試し読み:ひとりぼっちの地球侵略 (5)

ざっくりあらすじ

10年前の真実を知った岬一。大鳥希は初めての夏に浮かれ、アイラもどこか夏を楽しみにしているようだった。そんな中、凪の心の中では。

感想などなど

さて、追いかけられた挙句に押し倒された春が終わり、夏になろうとしてた。となると始まるは、みんな大好き夏休みである。

学生の頃、夏休みを心待ちにしつつ過ごした一学期が懐かしい。降り注ぐ夏の日差しの下を、元気に走り回っていた元気は今となっては残っていない。まだ若いつもりではあるが、クーラーの効いた部屋から出ずにラノベでも読んでいたいというのが正直なところだ。

しかしハワイの観光雑誌を片手に、夏を満喫する気満々の大鳥希先輩。炎天下の中で走り回る気満々である。侵略行為よりも夏休みの方が、優先度ははるかに高いようだ。
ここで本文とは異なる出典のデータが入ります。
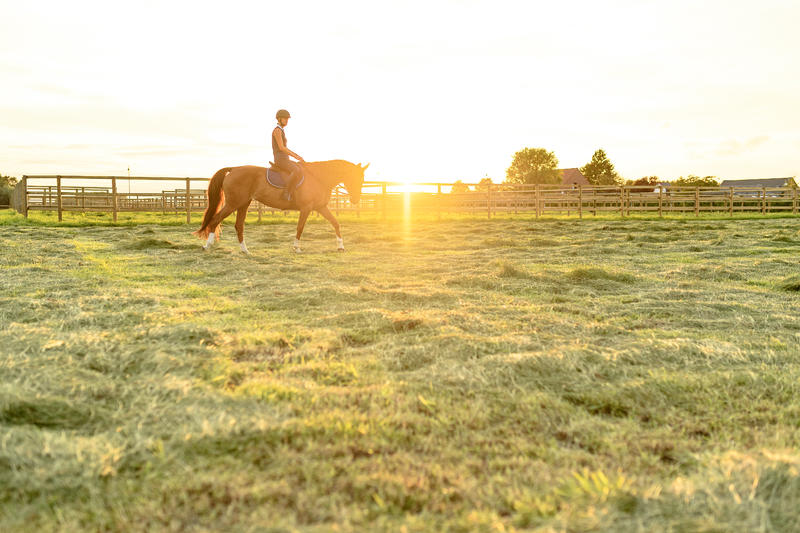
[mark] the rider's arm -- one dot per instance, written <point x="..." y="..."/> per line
<point x="282" y="147"/>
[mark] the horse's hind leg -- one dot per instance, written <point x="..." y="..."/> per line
<point x="241" y="214"/>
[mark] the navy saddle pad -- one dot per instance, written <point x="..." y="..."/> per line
<point x="278" y="179"/>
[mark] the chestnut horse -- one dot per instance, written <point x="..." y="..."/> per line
<point x="233" y="188"/>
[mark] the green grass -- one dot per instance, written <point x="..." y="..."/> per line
<point x="461" y="375"/>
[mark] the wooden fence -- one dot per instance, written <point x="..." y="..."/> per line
<point x="440" y="198"/>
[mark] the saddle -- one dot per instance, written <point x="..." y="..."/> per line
<point x="279" y="179"/>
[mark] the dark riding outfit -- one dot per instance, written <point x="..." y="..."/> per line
<point x="282" y="161"/>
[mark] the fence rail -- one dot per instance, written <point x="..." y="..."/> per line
<point x="389" y="197"/>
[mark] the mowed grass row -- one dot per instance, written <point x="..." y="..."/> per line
<point x="462" y="375"/>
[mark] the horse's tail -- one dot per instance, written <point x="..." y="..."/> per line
<point x="216" y="199"/>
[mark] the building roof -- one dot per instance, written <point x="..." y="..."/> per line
<point x="573" y="176"/>
<point x="760" y="182"/>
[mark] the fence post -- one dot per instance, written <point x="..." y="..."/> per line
<point x="383" y="199"/>
<point x="188" y="202"/>
<point x="627" y="202"/>
<point x="114" y="206"/>
<point x="439" y="201"/>
<point x="58" y="196"/>
<point x="730" y="202"/>
<point x="24" y="192"/>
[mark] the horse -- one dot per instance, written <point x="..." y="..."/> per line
<point x="233" y="188"/>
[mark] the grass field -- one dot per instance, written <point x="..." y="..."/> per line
<point x="462" y="375"/>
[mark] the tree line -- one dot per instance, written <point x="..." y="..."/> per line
<point x="539" y="166"/>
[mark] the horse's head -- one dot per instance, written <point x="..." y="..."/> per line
<point x="353" y="182"/>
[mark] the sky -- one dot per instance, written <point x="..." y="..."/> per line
<point x="432" y="90"/>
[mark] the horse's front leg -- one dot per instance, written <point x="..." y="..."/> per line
<point x="301" y="223"/>
<point x="241" y="215"/>
<point x="325" y="212"/>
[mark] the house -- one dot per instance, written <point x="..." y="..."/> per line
<point x="572" y="177"/>
<point x="751" y="186"/>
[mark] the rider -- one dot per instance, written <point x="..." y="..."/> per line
<point x="281" y="153"/>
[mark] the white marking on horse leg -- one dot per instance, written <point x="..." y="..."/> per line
<point x="210" y="242"/>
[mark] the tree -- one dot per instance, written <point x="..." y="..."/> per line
<point x="697" y="181"/>
<point x="533" y="165"/>
<point x="645" y="181"/>
<point x="483" y="184"/>
<point x="600" y="171"/>
<point x="459" y="187"/>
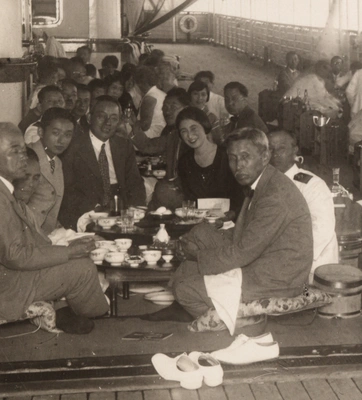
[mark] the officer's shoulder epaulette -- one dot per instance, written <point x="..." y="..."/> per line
<point x="302" y="177"/>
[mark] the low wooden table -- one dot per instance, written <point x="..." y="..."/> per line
<point x="124" y="275"/>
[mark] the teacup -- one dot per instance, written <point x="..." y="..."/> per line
<point x="123" y="244"/>
<point x="159" y="173"/>
<point x="115" y="258"/>
<point x="105" y="244"/>
<point x="107" y="223"/>
<point x="152" y="256"/>
<point x="98" y="255"/>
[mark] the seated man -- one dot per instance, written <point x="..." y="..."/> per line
<point x="243" y="116"/>
<point x="56" y="132"/>
<point x="284" y="150"/>
<point x="31" y="268"/>
<point x="99" y="165"/>
<point x="49" y="96"/>
<point x="271" y="242"/>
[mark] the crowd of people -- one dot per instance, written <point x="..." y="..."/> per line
<point x="77" y="147"/>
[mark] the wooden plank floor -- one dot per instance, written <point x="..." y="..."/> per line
<point x="311" y="389"/>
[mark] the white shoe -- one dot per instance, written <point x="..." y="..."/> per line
<point x="210" y="368"/>
<point x="240" y="339"/>
<point x="180" y="368"/>
<point x="248" y="352"/>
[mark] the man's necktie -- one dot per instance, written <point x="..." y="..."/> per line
<point x="104" y="169"/>
<point x="240" y="222"/>
<point x="52" y="165"/>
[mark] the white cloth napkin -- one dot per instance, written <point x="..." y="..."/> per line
<point x="62" y="236"/>
<point x="225" y="292"/>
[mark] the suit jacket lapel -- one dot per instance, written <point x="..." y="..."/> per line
<point x="87" y="153"/>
しかし、凪と岬一は試験の成績が芳しくないという地味に緊急事態。夏に行きたくもない学校に行き講義を受けるというのは、やはり楽しいものではないだろう。それを防ぐため、勉強するように言いに来た古賀さんは良い娘。ちなみに古賀さんというのは、第三巻にて岬一のことが好きであると発覚したどこにでもいる普通の女子高生だ。

そして始まる勉強会。凪と岬一と希とアイラ。四人の内の三人は、宇宙人と超能力者と超回復能力者というあまりにキャラが濃すぎる面々となっている。そんな勉強会が上手くいくはずもなく、しかもアイラは超能力を用いてズルする気でいたことや、一応侵略者であったリコが超絶優秀で勉強ができる奴だということが判明。

まだ夏が始まる前から、何だかんだで仲良さそうにしている。

……あれ凪は? という方もいるかもしれない。そう、第四巻にて両親を殺したのは大鳥希であることを思い出した凪は、明らかに怒りの感情を浮かべていた。しかし、ある程度の真実を岬一から聞いたこともあってか、「過去のことだし」と明るく生きる道を選んだようだ。

まぁ、嘘なのだが。

 

一見すると、とても平和な夏休みが過ぎ去っていく。楽しい時間はあっという間に過ぎ去ると言うが、それはおそらく本当だ。彼、彼女らの夏はとても充実したものとなっている。

プールに行って美女たちの水着に感謝し、喫茶店には百年という時を地球で過ごした宇宙人が訪れ、元の星へと帰っていく手続きをした。そこで語られる思い出話と、ちょっぴり切ないお別れは、ひと夏の思い出としては十分だろう。

アイラと岬一の兄である龍一とのラブコメ展開もあり、アイラの兄が語るアイラへの期待の大きさなど、アイラに関する掘り下げもなされていく。ポンコツとまではいかないまでも、秀才のようでいてどこか抜けたところの多い彼女を好きになった読者は、ブログ主だけではないだろう。

そんな夏は笑顔で過ぎ去った。しかし終わりは不穏な空気が漂う。

侵略者がやってきた。しかし大鳥希と、リコと協力することで戦う力を得た岬一と、超強化アイテムを叔母から授かったアイラの敵ではない。どこか安心感すら覚える戦闘シーンが描かれる。

その裏に凪の姿があることなど、想像だにせずに。

 

どこだかで凪は裏の主人公だ、というように書いた。やはりそれは合っていたことが分かる。凪の抱える裏の顔と、新たな敵の出現に、募るは期待と不安である。

期待はストーリーとしての面白さを、不安には希と岬一の侵略活動の終わりを、それぞれ感じる。

もしも。

凪を殺さなければならなくなったら、と想像してしまうのは、ブログ主の性格の悪さのせいだと思いたい。